Jika hal itu yang diinginkan Menpora, demi kepentingan gerakan Pramuka, Adhyaksa menyatakan dia siap bertemu Menpora. Ia tak ingin masalah pribadinya dicampurkan dengan kepentingan Pramuka.
"Ke depan saya siap menghadap jika diminta menghadap olehnya, agar kegiatan Raimuna Nasional yang akan dihadiri oleh 15.000 Pramuka penegak dan pandega yang akan hadir di Jakarta tiga minggu lagi bisa terlaksana dan juga tak dicampuradukan lagi berlarut-larut antara kepentingan Pramuka dengan hal pribadi," ujar Adhyaksa.
Saat ditanya apa dampak pembekuan anggaran ini, Adhyaksa menyatakan akan menunggu perkembangan selanjutnya.
"Kita lihat saja, enggak usah dibekukan.
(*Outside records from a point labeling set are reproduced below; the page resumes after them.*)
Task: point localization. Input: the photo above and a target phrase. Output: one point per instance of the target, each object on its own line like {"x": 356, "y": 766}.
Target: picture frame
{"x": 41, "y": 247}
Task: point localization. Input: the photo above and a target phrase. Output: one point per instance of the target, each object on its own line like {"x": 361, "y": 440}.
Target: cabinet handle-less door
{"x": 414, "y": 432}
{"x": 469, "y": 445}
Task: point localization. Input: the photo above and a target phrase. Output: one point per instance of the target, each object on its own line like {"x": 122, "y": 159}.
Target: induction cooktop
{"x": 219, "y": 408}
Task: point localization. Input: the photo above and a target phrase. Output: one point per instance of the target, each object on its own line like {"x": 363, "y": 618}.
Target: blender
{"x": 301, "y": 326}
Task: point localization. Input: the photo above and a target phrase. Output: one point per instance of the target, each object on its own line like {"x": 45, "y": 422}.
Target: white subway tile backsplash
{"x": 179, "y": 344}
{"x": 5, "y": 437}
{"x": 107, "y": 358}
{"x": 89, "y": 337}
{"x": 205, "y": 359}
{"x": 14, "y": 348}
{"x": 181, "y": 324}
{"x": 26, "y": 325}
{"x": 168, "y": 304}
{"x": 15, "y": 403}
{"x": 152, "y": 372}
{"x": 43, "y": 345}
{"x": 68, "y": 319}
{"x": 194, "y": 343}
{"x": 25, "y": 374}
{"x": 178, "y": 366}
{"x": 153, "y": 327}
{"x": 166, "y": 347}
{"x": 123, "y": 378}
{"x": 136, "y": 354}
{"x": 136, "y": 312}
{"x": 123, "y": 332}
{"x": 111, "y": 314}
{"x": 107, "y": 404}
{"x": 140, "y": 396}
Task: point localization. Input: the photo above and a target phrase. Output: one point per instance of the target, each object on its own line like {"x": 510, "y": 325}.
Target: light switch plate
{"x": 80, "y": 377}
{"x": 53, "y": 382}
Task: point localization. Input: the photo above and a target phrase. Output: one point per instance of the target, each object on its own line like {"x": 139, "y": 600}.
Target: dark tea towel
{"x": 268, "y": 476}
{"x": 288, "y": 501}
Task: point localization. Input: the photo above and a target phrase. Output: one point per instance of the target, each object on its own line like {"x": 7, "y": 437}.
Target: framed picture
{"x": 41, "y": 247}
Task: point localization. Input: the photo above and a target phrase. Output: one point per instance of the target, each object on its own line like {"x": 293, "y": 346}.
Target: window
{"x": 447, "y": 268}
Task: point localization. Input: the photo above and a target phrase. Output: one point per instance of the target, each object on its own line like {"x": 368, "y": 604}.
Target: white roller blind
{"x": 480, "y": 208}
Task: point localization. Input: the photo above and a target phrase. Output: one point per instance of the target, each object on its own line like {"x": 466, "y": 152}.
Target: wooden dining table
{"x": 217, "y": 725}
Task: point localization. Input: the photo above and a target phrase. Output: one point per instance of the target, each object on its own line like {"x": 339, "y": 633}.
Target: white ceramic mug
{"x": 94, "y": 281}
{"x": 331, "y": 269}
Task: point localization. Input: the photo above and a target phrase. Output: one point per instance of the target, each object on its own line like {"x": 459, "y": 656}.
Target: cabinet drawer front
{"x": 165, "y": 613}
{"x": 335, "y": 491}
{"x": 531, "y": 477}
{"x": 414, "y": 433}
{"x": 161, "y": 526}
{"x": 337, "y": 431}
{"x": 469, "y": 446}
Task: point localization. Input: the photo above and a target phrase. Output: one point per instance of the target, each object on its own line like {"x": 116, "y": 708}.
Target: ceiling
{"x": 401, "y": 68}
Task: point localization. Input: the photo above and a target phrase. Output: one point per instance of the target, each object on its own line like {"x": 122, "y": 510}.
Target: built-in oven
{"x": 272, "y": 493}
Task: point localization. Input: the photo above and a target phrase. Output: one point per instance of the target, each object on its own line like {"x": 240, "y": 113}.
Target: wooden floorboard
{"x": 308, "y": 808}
Ini kan kita mau ada Raimuna, kita lihat saja dulu," ujar dia.
Kementerian Pemuda dan Olahraha membekukan anggaran Pramuka sebesar Rp 10 miliar, sebagai respons pernyataan dari Ketua Kwartir Nasional Pramuka Adhyaksa Dault yang diduga mendukung khilafah dan Hizbut Tahrir Indonesia. (kps)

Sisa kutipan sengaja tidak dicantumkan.